Arizona Daily Wildcat
Tuesday January 28, 2003
Zone 1 lots often empty, need for more parking is dubious
Shemuel Psalm's whining in last Thursday's paper is fairly pathetic. I live two blocks north of Speedway on (East) Mabel Street between (North) Vine Avenue and (North) Cherry Avenue. Everyday on my way to class I walk by an empty dirt plot at Mabel and Cherry where the UA tore down a housing unit. Then I walk through a Zone 1 parking lot, which I have never seen completely full, and is usually very empty. Two dirt lots that used to be houses greet me as I reach Vine and Mabel. From there an alley leads me to another Zone 1 parking lot, this one recently constructed by spilling some gravel over a vacant lot. It is rarely full either. At the edge of that is another empty lot that was, until a few days ago, a house. Across the street from that are two large parking lots (by the Aerospace and Mechanical Engineering building), which are used fairly heavily, although they clear out fast later in the afternoon.
Now I have two questions. Where the heck are you trying to park, and why can't you park in one of the empty lots near my house? It's only a five-10 minute walk to class from here. And to the UA construction fiends I ask, why are you buying and tearing down more houses to make room for parking lots when the ones you have nearby are usually vacant? I know you don't plan on building anything there because they are small isolated lots and if you wanted offices you would have converted the existing houses like you did with the two next door to me.
Kris Brown
electrical engineering senior
SALT center vital resource for many hard-working students
This letter is in response to the attack on the SALT Center by Brian Danker.
I, for one, am ashamed to be associated with the same college as Mr.Danker after his recent attack on the SALT Center at the University of Arizona. I hope he is aware that his comments and thoughts were unwarranted and insensitive toward some of the hardest working and interesting people here at the UA.
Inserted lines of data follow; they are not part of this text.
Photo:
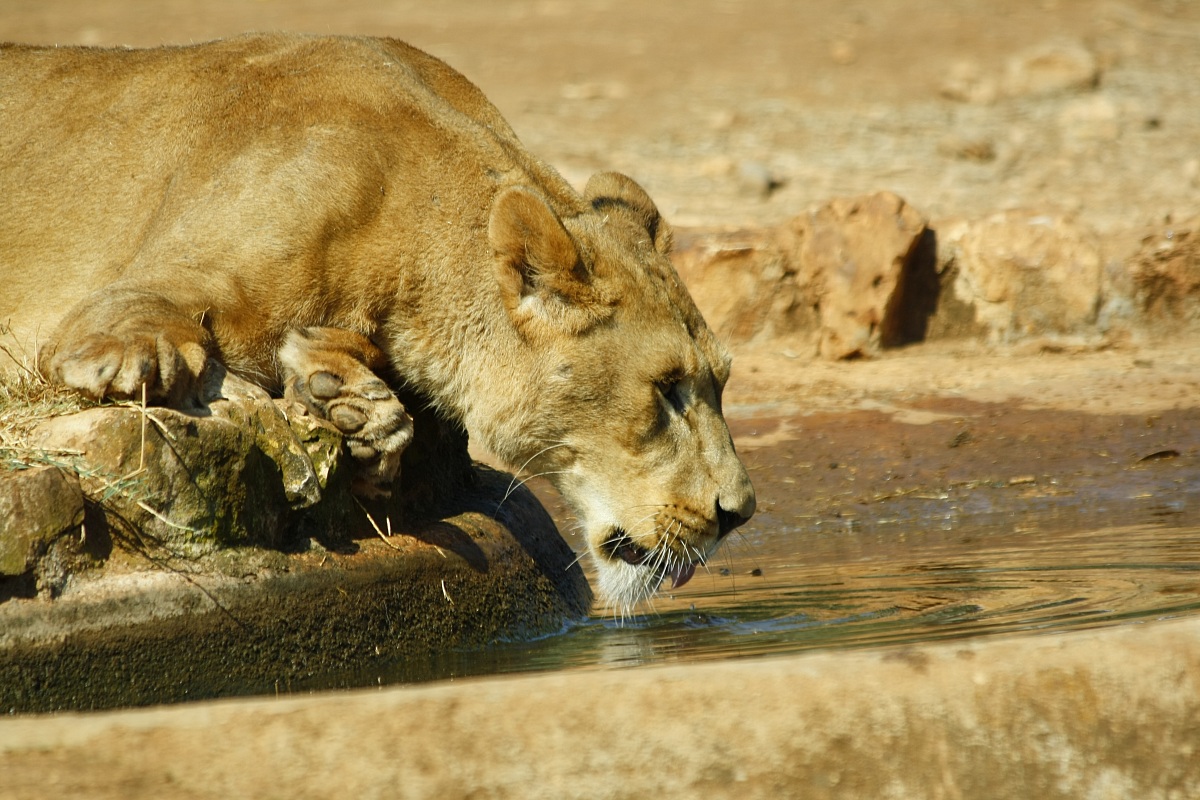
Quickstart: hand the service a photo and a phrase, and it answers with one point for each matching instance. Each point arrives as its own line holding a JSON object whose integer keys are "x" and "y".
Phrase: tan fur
{"x": 162, "y": 206}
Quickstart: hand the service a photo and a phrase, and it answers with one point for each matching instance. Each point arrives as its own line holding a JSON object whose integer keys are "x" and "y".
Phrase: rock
{"x": 256, "y": 620}
{"x": 1025, "y": 272}
{"x": 756, "y": 180}
{"x": 37, "y": 505}
{"x": 844, "y": 276}
{"x": 967, "y": 83}
{"x": 1165, "y": 274}
{"x": 1086, "y": 120}
{"x": 1048, "y": 68}
{"x": 1051, "y": 67}
{"x": 981, "y": 150}
{"x": 744, "y": 284}
{"x": 193, "y": 482}
{"x": 852, "y": 257}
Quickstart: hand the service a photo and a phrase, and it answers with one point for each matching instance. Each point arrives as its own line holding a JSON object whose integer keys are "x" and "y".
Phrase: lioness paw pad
{"x": 325, "y": 371}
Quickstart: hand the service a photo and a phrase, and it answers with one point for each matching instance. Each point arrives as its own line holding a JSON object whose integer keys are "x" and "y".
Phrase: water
{"x": 876, "y": 533}
{"x": 871, "y": 588}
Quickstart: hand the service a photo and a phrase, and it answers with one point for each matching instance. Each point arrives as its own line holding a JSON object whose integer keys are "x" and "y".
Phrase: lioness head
{"x": 627, "y": 414}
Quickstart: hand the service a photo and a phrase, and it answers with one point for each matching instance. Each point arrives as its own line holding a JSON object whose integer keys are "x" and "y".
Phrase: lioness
{"x": 315, "y": 211}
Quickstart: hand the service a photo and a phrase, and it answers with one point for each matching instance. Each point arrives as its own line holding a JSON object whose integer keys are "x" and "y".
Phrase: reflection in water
{"x": 855, "y": 588}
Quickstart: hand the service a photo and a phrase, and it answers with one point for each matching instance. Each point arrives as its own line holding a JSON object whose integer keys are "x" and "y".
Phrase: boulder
{"x": 855, "y": 258}
{"x": 1051, "y": 67}
{"x": 37, "y": 505}
{"x": 196, "y": 482}
{"x": 845, "y": 280}
{"x": 1024, "y": 272}
{"x": 1165, "y": 274}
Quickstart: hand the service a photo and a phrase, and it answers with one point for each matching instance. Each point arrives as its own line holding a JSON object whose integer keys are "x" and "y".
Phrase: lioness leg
{"x": 330, "y": 371}
{"x": 118, "y": 341}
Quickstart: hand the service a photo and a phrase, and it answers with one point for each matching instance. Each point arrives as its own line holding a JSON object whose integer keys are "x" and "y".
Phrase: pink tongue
{"x": 683, "y": 576}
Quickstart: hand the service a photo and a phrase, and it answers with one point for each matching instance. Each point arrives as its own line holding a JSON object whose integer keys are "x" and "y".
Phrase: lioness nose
{"x": 727, "y": 521}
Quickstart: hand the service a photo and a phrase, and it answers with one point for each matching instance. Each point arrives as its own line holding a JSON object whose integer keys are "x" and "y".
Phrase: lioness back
{"x": 334, "y": 216}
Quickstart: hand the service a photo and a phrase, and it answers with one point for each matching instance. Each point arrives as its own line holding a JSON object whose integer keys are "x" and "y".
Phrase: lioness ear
{"x": 613, "y": 191}
{"x": 541, "y": 276}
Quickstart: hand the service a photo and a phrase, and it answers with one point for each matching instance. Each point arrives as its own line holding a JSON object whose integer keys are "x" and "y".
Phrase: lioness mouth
{"x": 623, "y": 547}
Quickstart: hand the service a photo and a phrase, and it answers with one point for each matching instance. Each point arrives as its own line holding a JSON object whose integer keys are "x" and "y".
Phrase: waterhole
{"x": 858, "y": 588}
{"x": 875, "y": 531}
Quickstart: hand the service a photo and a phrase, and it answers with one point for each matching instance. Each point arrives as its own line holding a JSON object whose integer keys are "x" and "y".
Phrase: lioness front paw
{"x": 327, "y": 370}
{"x": 121, "y": 367}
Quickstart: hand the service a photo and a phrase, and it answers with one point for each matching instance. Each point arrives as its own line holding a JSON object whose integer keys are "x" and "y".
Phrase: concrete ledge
{"x": 1113, "y": 713}
{"x": 256, "y": 620}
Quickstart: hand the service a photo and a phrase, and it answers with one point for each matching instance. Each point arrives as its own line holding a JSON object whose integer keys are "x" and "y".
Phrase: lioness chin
{"x": 324, "y": 215}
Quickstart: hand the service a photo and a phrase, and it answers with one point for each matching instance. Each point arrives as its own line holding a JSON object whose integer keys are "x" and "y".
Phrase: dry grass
{"x": 27, "y": 398}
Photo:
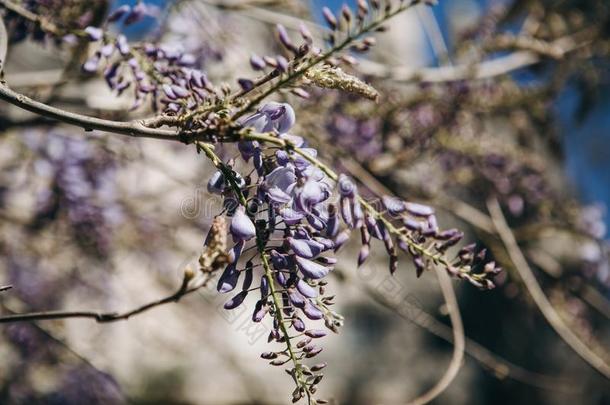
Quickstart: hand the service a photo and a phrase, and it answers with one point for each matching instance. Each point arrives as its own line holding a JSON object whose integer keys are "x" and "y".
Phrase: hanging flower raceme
{"x": 295, "y": 215}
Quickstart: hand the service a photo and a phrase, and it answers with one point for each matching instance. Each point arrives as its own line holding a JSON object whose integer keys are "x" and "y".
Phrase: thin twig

Yes, Mr. Danker, we can all complain about Focused Excellence and the affect it is having on this university and petition Dr. Likins for change. But there is no need to attack the SALT center. Students in the SALT program rigorously apply and are interviewed for this program, paying up to an additional $2000 to enroll. Students in the SALT program are those students who have not had a traditional learning style bestowed upon them and have traditionally struggled throughout their academic years just to get to college. Through no fault of their own, students in the SALT program are those who just require the information presented to them to be communicated in a more individual manner. They are not stupid, lazy, or ignorant; rather, they are individuals who were not as fortunate as us, who had access to various resources or acquired a traditional learning style. They are just receiving the help they need to succeed.
So who helps you with your coursework, Mr. Danker? Friends? Teachers? Tutors? Next time you feel like bashing the SALT program, do your engineering homework completely and correctly on your own, without the aid of a colleague or a teacher's helpful insight. Sit in your room, alone, staring at the assignment with your books piled next to you. Then maybe you can imagine what life would be like for some of the best students here at the university without the SALT center.
William Paul Miller
hydrological engineering senior
ÎSurgically removed' feet are best utilized by being donated
Before Shemuel Psalms has his "feet surgically removed" because he can't find a parking place after driving around polluting the air for 20 minutes, why doesn't he consider getting a bike? When he does, of course, he'll be asking why there's not more encouragement of biking and walking by UA and the city, and why the university doesn't have its staff quit leaving their vehicles around with the engines running.
The forthcoming housing development at (North) Sixth Street and (East) Campbell Avenue (not a UA project) is dreaded by its neighbors because it will bring not only student tenants but cars, cars, cars. Do students ever arrive on campus only in quest of an education rather than for indulgence of "dragging the main"(endless driving around alternating with parking sessions with engines left running, as if to show Mr. Bush that we indeed need Iraqi oil to sate our guzzling)? Poor Mr. Psalms, if he cuts off his feet I hope he'll donate them to a good cause.
David Ray
Tucson author
Mocking Christianity because it is Îcommon' is unacceptable
You need to stop printing this crap for a cartoon called "Holy Times," by the crap for a college student Arnulfo Bermudez. Jesus getting high with Judas? Then implying that Jesus is gay by kissing Judas? That's not offensive now is it? God swearing? Now that is certainly "funny." You would be run out of town on a rail if you were making fun of being Muslim or Jewish, but you think it's all good and fun to make fun of Christianity because we're the "common" religion and nobody's supposed to feel sorry for us. Well I for one am offended by your awful attempt at humor, and am sure that every other Christian out there is offended as well. Make fun of Islam for a week, see where that gets you.